Akan tetapi, pemerintah tampaknya lupa bahwa
menganjurkan mesin kecil berarti mengadu mobnas dengan program LCGC asing yang
sudah jelas didukung pemerintah. Jadi maunya pemerintah sebetulnya apa?
Sebenarnya, pemerintah harus sangat hati-hati
menghadapi kebijakan industri di luar negeri ini karena tampaknya terbawa arus
konsep LCGC. Industri mobil dunia seolah-olah sangat memperhatikan masalah
lingkungan, padahal sampai sekarang perusahaan mobil dunia masih segan
mengeluarkan dana untuk mengembangkan mobil listrik maupun hibrida. Ini karena
mereka masih dapat mengeruk untung besar dari pemakaian mesin bakar Otto, internal combustion engine, walau
efisiensi panasnya hanya 35 persen.
CR-4 dan KPPU
Istilah CR-4 atau Concentration Ratio 4
Perusahaan dipakai untuk mengukur dominasi empat perusahaan dalam pasar. Di
pasar kendaraan bermotor, khususnya sedan di Indonesia, CR-4 yang terdiri dari
Toyota, Daihatsu, Honda, dan Suzuki sudah di atas 70 persen. Walaupun resminya
tidak ada peraturan yang menghalangi masuknya pemain baru, dominasi empat
perusahaan yang sangat tinggi ini akan mengganggu masuknya mobnas. Apalagi
dengan anjuran pemerintah agar memakai mesin kecil, maka mobnas akan berhadapan
langsung dengan kebijakan pemerintah terkait LCGC.

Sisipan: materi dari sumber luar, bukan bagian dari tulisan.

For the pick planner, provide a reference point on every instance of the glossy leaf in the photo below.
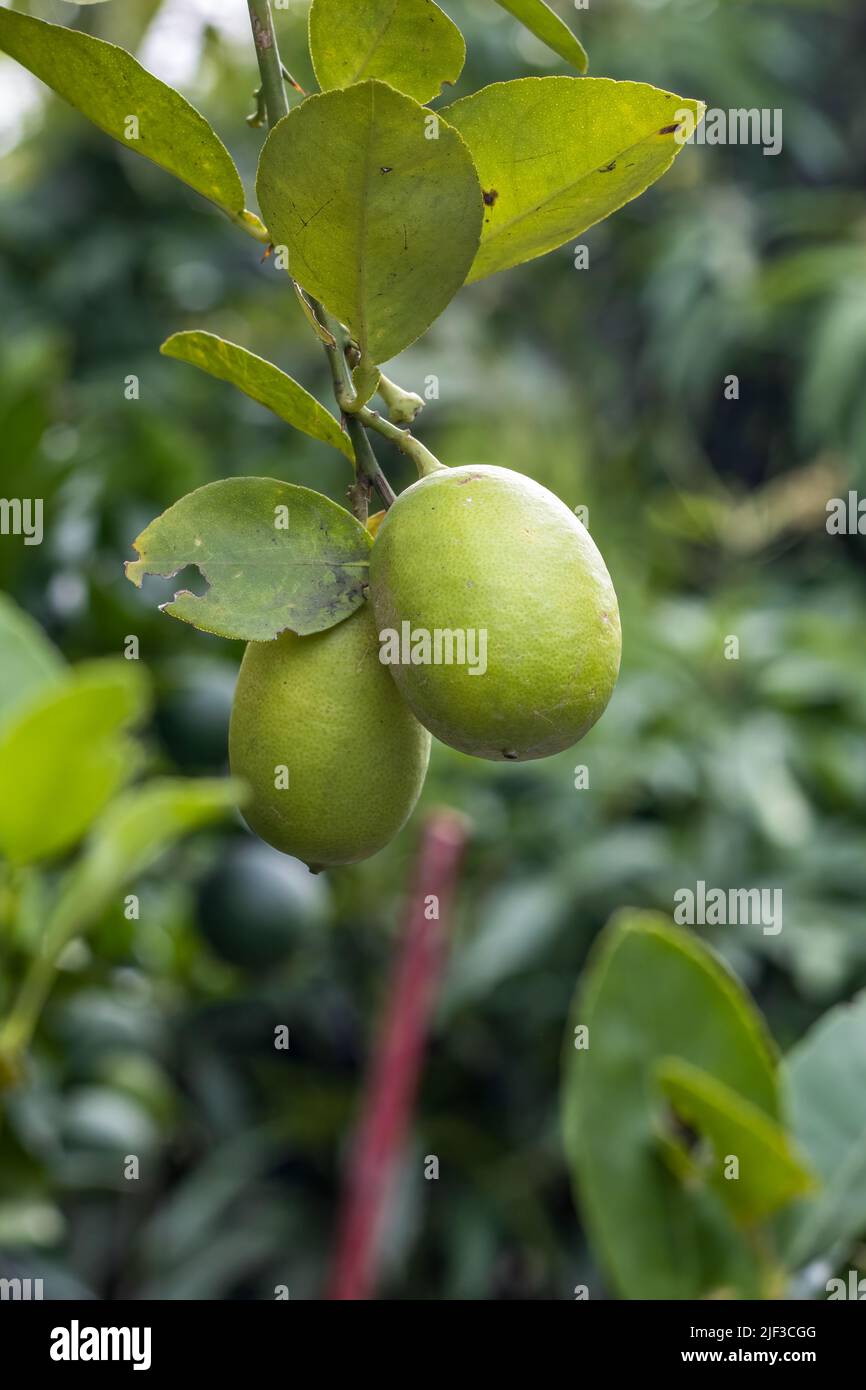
(409, 43)
(385, 228)
(824, 1077)
(275, 556)
(66, 755)
(769, 1172)
(28, 660)
(654, 993)
(558, 154)
(134, 831)
(540, 20)
(260, 380)
(109, 86)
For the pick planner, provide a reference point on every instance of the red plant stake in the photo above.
(396, 1064)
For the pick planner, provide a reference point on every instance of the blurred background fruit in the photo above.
(711, 516)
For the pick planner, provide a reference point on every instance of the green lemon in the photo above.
(334, 756)
(496, 613)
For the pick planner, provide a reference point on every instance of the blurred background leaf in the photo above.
(711, 514)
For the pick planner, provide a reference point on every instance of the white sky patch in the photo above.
(173, 45)
(22, 95)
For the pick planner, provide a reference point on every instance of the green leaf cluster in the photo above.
(381, 209)
(67, 761)
(702, 1166)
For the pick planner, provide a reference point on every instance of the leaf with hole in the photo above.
(409, 43)
(651, 993)
(274, 556)
(262, 381)
(540, 20)
(558, 154)
(109, 86)
(66, 754)
(769, 1172)
(385, 228)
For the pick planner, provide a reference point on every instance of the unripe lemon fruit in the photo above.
(489, 559)
(321, 715)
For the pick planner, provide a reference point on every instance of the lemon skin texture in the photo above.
(324, 708)
(488, 549)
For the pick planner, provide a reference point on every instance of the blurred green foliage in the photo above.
(608, 385)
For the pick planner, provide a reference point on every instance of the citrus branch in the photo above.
(277, 106)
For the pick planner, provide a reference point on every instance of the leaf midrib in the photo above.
(560, 192)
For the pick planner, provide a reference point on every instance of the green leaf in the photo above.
(260, 380)
(649, 993)
(28, 660)
(275, 556)
(109, 86)
(409, 43)
(770, 1173)
(824, 1077)
(385, 227)
(558, 154)
(132, 833)
(540, 20)
(66, 755)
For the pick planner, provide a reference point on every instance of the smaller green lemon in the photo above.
(496, 615)
(334, 756)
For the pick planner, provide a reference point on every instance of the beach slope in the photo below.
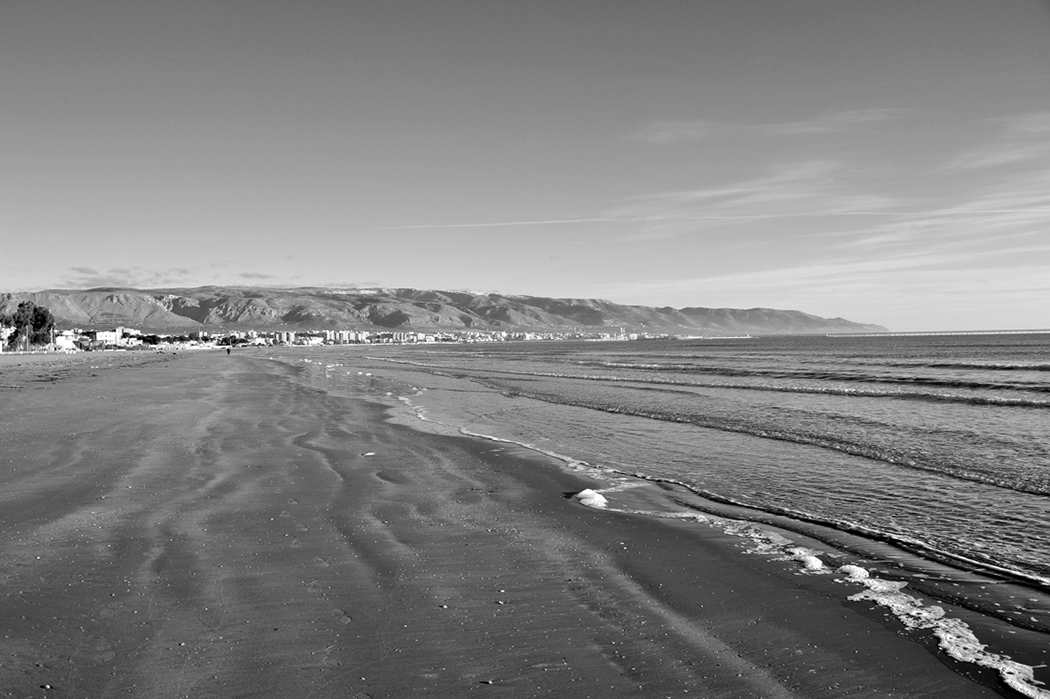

Sudah saatnya KPPU melakukan penyidikan.
Pertama tentang dominasi kendaraan bermotor di Indonesia dan kedua hambatan apa
saja yang dihadapi mobil nasional saat masuk ke dalam pasar, baik dari peraturan
pemerintah maupun perusahaan mobil yang termasuk CR-4.
Sebaiknya pemerintah membatasi dan kalau
perlu melarang masuknya LCGC dari luar negeri. Berikan kesempatan kepada
perusahaan dalam negeri untuk memenuhi pasar mobil murah ini. Kebijakan industri
bukan hanya dilihat dari segi ekonomi, melainkan juga dari segi politik,
teknologi dan kemandirian.
Gerakan Nasional
Gagasan mengembangkan mobil listrik sebaiknya
fokus untuk jangka pendek dan menengah agar industri mobil nasional kuat.
Embrio mobnas sudah ada di mana-mana, tinggal bagaimana kita memfasilitasinya.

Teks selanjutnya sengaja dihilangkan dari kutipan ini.